Friday, August 28, 2009

How outside is just inside looking

I’ve finally found an apartment, it’s a sublet with two other people in a huge industrial loft, it’s the first week in my cavernous empty room, walls connecting to walls and looking outside it’s like inside looking outside. I’m trying to sleep, but there’s something I’m allergic to -- it’s not mold, there’s no mold it’s so dry. I go in the other room, the common room with a big laundry machine in the middle and counters but nothing else; it’s bright with sunlight, even though there are no windows. My roommate comes in, she wants to know if everything is okay -- I’m allergic to something, I say, and I don’t know what it is. She says maybe it’s the chemicals he uses in his art, so I go in his room and in the middle is this huge centrifuge shaking, nothing else, this room is like my room so the windows face walls, the only light is the light between buildings and all the windows are closed, he’s in a corner in a painter’s uniform, shaking to the same rhythm as the centrifuge. I can’t smell the chemicals, but I can feel them -- I say I don’t mean to get in the way of your art, but would you mind opening the windows?

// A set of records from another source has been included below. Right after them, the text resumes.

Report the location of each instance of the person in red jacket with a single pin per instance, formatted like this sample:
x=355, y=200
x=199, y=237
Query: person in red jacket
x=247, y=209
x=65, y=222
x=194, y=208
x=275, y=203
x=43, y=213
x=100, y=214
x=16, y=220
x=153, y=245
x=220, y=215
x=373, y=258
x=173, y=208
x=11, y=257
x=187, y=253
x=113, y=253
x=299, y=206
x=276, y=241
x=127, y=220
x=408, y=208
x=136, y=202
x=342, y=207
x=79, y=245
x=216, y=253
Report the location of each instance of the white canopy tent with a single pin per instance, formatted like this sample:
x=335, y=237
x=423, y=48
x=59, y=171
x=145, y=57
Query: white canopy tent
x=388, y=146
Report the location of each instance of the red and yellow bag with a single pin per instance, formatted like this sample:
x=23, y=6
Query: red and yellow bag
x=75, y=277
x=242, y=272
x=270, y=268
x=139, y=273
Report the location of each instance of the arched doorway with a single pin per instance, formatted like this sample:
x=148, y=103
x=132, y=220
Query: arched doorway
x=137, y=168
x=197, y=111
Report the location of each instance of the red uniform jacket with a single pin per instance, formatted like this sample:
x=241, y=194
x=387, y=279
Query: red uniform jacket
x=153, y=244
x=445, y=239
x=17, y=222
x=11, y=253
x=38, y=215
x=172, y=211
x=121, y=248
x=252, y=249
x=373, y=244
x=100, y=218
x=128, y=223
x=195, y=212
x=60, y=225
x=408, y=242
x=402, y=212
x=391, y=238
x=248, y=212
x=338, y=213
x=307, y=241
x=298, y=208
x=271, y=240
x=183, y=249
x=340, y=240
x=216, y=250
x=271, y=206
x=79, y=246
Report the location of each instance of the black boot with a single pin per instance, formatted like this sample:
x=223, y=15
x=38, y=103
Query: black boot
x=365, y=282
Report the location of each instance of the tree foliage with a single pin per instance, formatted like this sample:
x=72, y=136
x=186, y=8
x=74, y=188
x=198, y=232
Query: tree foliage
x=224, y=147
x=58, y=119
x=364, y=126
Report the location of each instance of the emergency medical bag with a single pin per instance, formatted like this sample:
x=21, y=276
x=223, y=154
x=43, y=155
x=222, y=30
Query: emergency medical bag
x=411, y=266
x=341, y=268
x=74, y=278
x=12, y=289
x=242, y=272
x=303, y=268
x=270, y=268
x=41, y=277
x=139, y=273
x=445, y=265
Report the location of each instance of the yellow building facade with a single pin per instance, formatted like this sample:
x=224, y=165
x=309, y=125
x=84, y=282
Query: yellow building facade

He looks over at one of the windows, and I see that it’s open a tiny crack. I go in the other room to talk to the roommate who I actually like, she says maybe we should go out, when was the last time you went out? Her room is huge and empty too, and she’s sitting in the far corner at a round table, talking on a big red secretary’s phone. Where would we go, I say. She thinks we should go to that underground club, the one that’s only open once a month in that brick building that they rent out to people but no one ever rents it out. I say do you think people will be smoking, I need to explain something to you -- I can’t even deal with the smoke that comes in from outside, and she says you’re right, there probably would be smoke coming in from outside -- let me post a tweet about something, because I need to get fucked, and then I see the screen of her cellphone, someone replies right away -- I say isn’t that the guy who wanted to kill you?

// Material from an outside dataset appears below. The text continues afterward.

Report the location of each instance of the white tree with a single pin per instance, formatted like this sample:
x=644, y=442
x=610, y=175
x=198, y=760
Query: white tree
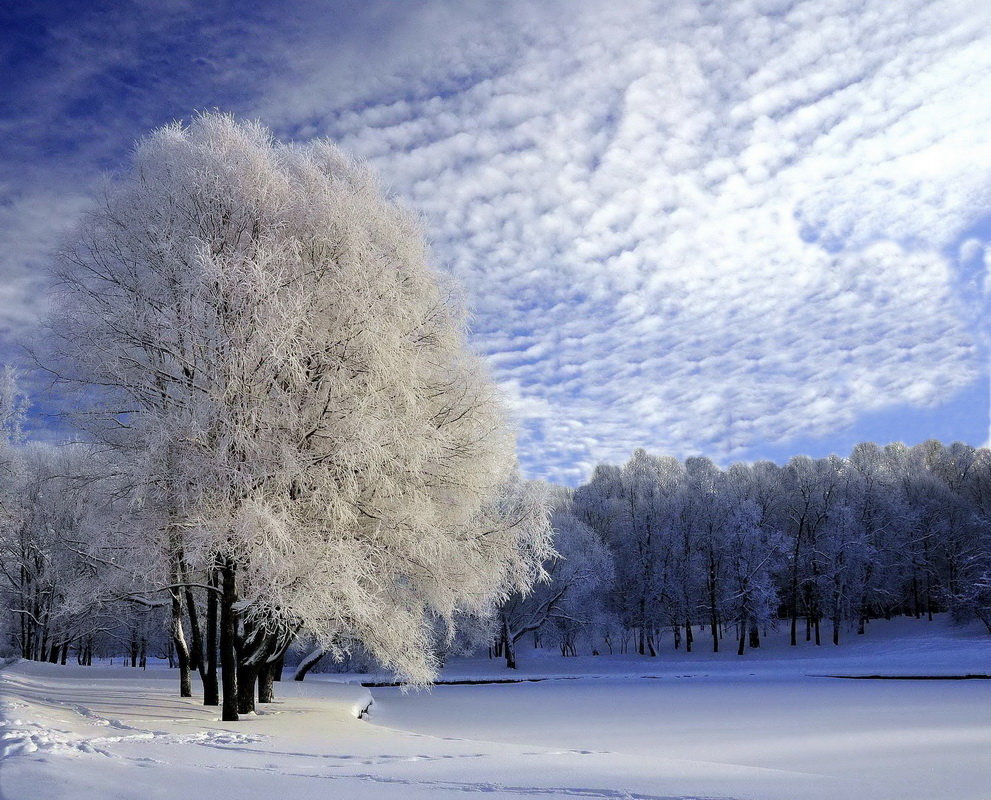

She says yes, but we only have a month, that’s not enough time, and then I look out her windows and I notice you can see the trees, greens and reds and yellows in the lowering sun and there’s a breeze blowing in. I wonder how she got that view, and how I’ve never noticed it, nothing but trees in the distance past everything that is burnt to the ground, the landscape.

But remember how outside is just inside looking outside, so then we’re on the subway and she’s in some kind of box contraption with the guy who’s fucking her and I’m watching just to make sure he doesn’t kill her. Then I remember she said he would need more than a month, and we won’t be here a month so I go outside with the guy I’m just getting to know, outside the subway car and it’s like he’s on one side of a wall and I’m on the other so I lean my head over to see with my lips and then his lips and we’re both holding onto the plywood wall but I realize I need more so I grab his head, more lips and tongue I realize this is what I’m looking for and then I wake up.